Made my first successful Baguettes!
Hi
Just wanted to crow a little today. I've been a member of this wonderful group for quite a long time and have always made bread but in the normal way most people do, not really understanding what's going on and making the same mistakes. I'm still stuck when I see a recipe I want to make but it starts out with "200g starter" - I would like to figure out how to make that a "yeast, water, flour" portion since I don't make starter (at this point, I'm not a sour dough fan).
I have always had my dough quite firm when it's time to bake and it is always a dense bread - sometimes gooey. This weekend I followed a recipe for baguettes from this list - I'm sorry I don't know who submitted it. But it was wonderful. There was a lot less kneading and more letting it rest (including in the frig for 22 hours). I stopped with the flour before the dough got to the normal consistency I get it to (gloppy like the recipe said) and and a little sticky kneading, I started to let it rest like the recipe said, and fold it every 20 minutes. Then I put it in the frig until the next day.
This is the first time I have ever had a dough feel like a rubber band! It was wonderful. I let it get to room temp and shaped it into baguettes (next time I will put in just a smidgen more flour to let it form just a bit more). I scored it then (was afraid it would do something if I scored after letting it rise the last time).
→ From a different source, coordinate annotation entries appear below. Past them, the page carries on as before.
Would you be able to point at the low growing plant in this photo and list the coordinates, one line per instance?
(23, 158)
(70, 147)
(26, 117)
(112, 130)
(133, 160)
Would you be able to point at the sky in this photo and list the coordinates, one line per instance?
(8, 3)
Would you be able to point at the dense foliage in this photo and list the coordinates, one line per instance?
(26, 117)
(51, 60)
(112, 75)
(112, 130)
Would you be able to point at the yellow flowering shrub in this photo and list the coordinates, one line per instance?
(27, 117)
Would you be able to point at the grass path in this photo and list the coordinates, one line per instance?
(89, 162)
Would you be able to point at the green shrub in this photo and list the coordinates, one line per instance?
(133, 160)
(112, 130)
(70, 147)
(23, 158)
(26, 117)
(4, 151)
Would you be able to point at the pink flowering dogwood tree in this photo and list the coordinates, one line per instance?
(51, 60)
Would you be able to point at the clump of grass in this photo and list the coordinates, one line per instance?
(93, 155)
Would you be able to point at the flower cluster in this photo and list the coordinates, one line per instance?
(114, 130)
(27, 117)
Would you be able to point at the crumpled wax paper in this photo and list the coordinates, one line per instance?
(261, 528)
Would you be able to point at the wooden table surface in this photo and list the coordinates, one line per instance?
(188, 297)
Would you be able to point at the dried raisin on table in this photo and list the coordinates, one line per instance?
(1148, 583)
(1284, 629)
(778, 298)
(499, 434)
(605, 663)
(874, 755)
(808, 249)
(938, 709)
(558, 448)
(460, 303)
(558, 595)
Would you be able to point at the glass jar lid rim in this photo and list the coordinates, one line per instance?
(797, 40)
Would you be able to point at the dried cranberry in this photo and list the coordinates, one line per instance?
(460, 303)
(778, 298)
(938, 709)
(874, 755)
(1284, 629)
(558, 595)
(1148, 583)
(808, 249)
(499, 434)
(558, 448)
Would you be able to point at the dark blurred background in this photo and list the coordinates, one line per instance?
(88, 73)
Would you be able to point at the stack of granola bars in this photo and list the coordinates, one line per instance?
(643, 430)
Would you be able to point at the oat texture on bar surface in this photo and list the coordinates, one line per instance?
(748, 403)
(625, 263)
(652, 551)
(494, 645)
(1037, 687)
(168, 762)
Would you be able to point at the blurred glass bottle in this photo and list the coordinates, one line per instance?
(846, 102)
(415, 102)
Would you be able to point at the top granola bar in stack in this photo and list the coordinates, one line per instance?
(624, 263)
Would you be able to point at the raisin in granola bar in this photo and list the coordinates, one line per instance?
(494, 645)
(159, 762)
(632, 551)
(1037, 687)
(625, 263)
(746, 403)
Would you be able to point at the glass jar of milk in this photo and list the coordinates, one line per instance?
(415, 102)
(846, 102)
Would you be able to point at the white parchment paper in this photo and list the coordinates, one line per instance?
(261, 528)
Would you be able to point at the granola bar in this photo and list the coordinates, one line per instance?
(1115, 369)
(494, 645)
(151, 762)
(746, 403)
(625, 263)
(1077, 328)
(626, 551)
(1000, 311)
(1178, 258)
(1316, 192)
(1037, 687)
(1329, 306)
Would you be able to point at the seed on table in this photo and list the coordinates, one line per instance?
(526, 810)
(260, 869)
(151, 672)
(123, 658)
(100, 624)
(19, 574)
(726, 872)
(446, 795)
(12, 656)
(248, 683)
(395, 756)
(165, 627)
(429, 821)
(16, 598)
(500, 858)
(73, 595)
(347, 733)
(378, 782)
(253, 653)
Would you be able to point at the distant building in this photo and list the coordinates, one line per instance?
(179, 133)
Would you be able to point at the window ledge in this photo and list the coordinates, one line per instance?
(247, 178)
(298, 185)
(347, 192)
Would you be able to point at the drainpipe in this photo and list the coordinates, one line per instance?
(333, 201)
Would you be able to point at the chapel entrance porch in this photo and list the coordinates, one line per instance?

I could see those big holes developing!
It was wonderful. I ate one whole baguette (but I got some exercise getting up and down to get another piece each time!). It had great holes in it and the crust was crunchy buy thin. This is so different from my normal heavy, gooey loaves.
My breakthrough was letting not making the dough so dense and doing more of letting the dough rest and folding - not kneading for 20 minutes at a time! It was fun to see it change so much just by resting.
I don't have a digital camera and my remaining loaf is 1/2 eaten already at work today. Next time I'll turn the overn down just a bit but whoever posted that recipe - THANK YOU - I've had a breadthrough!
Now I need to go out and get a scale - what a difference that would make!
I still have to learn how to make good whole wheat bread - it is too dense and gooey. But I'll get there some day.
Nancy
Comments
That sounds like a bit of crowing is very much in order. Isn't it cool to venture out of the comfort zone and have something spectacular happen?